1. Here are: a) a "language schema" describing what kinds of tags I want and why, with examples, b) The text I want you to tag c) A list of previously-defined tags which could potentially be relevant (simple string match)

List for yourself which pre-existing tags you plan to use when doing tagging.

[LLM generates a list of tags]

2. Here is a,b,c from above, and d) your own tag list

Please write a draft tag.

[LLM writes a draft]

3. Here is a-d from above, plus e) your first draft, and f) Some programmatically-generated "linter" warnings which may or may not be violations of the schema.

Please check over your draft to make sure it follows the schema.

[LLM writes a new draft]

Agent checks for "hard" rules, like making sure there's a 1-1 correlation between the text and the tags. If no rules are violated move to step 5.

4. Here is a-e from above, plus g) your most recent draft, and h) known rule violations. Please fix the errors.

[LLM writes a new draft]

Repeat 4 until no hard rules are broken.

5. [and so on]

replies(1): >>44311446 #

20. akadeb ◴[18 Jun 25 11:24 UTC] No.44308883{6}[source]▶

>>44308812 #

I would highly recommend gemini 2.5 pro too for their speech quality. It's priced lower and the quality is top notch on their API. I made an implementation here in case you're interested https://www.github.com/akdeb/ElatoAI but its on hardware so maybe not totally relevant

replies(1): >>44308949 #

21. koakuma-chan ◴[18 Jun 25 11:33 UTC] No.44308949{7}[source]▶

>>44308883 #

I'm using LiveKit, and I indeed have tested Gemini, but it appears to be broken or at least incompatible with OpenAI. Not sure if this is a Livekit issue or a Gemini issue. Anyway I decided to go back to just using LLM, SST and TTS as separate nodes, but I've also been looking into Deepgram Voice Agent API, but LiveKit doesn't support it (yet?).

22. retinaros ◴[18 Jun 25 13:25 UTC] No.44309698[source]▶

>>44303599 #

not only that it also ready you for production if the framework has constructs like observability, eval, deployment, cloud security , ect...

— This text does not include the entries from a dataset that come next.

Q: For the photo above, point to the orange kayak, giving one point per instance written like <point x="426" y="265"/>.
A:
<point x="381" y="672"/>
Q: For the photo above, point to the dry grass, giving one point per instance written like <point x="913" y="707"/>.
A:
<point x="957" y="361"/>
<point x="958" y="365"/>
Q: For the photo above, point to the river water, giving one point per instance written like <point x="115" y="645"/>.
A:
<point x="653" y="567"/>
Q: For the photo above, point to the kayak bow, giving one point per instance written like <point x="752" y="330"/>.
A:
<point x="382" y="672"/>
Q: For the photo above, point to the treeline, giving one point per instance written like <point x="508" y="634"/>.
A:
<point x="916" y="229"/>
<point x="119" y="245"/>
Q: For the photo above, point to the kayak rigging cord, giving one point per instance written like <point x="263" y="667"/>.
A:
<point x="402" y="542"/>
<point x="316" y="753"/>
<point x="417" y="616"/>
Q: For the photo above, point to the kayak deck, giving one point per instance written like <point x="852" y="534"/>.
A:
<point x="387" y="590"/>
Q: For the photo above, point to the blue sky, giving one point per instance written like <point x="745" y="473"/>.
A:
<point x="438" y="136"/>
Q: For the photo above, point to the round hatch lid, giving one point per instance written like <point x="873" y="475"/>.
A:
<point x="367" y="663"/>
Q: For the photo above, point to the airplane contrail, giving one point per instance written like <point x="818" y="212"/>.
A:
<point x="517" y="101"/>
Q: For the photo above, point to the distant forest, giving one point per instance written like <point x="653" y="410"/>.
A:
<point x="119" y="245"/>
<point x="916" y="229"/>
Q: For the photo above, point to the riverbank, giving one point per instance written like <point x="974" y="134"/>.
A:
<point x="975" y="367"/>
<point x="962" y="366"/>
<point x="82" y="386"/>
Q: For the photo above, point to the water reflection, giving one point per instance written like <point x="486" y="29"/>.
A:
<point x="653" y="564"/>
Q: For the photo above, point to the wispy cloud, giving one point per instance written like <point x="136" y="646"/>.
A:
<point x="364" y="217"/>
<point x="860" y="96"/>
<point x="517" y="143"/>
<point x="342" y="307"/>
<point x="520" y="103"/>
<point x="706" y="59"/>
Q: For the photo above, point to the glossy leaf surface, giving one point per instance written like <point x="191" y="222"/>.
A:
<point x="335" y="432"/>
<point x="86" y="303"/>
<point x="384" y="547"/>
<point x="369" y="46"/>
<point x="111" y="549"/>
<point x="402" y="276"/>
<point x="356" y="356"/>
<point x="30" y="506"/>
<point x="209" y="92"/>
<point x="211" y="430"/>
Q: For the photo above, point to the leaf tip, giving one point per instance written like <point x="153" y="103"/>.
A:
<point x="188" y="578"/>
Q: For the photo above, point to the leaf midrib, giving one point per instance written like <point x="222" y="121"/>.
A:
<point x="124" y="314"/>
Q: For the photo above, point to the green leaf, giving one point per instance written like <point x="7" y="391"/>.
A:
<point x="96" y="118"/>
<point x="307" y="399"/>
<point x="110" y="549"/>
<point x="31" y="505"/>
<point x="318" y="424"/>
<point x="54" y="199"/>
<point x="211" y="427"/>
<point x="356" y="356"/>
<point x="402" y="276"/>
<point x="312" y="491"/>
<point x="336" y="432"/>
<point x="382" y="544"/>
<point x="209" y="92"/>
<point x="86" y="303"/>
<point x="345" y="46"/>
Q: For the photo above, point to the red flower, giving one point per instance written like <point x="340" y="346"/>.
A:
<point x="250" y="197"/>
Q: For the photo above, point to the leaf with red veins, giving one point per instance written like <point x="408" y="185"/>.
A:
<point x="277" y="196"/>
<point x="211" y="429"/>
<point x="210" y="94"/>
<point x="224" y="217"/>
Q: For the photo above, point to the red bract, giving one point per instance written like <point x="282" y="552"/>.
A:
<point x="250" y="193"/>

23. IanCal ◴[18 Jun 25 14:20 UTC] No.44310151{3}[source]▶

>>44307235 #

> I think the ability to swap out APIs just isn't the bottleneck.. like ever

It's a massive pain in the arse for testing though. Checking which out of X number of things performs the best for your use case is quite annoying if you have to have X implementations. Having one set that you swap out keys and some vars makes this massively easier.

replies(1): >>44398692 #

24. kodablah ◴[18 Jun 25 16:46 UTC] No.44311420{3}[source]▶

>>44306707 #

Right, I am saying I don't think their definition is an accurate one with the modern use of the term. It's an artificially limited definition to fit a narrative. An agent is nothing more than a very limited workflow.

25. kodablah ◴[18 Jun 25 16:48 UTC] No.44311442{3}[source]▶

>>44306120 #

> Agents, on the other hand, are often given a set of tools and a prompt. They are much more free-form.

This defines how workflows are used with modern systems in my experience. Workflows are often not predictable, they often execute one of a set of tools based on a response from a previous invocation (e.g. an LLM call).

26. ◴[18 Jun 25 16:49 UTC] No.44311446{4}[source]▶

>>44308850 #

27. kfajdsl ◴[27 Jun 25 17:36 UTC] No.44398692{4}[source]▶

>>44310151 #

This is easily solved with a thin wrapper for calling openai/anthropic/google/whatever that has the same interface between model providers (except for unique capabilities). You don't need a whole framework for this.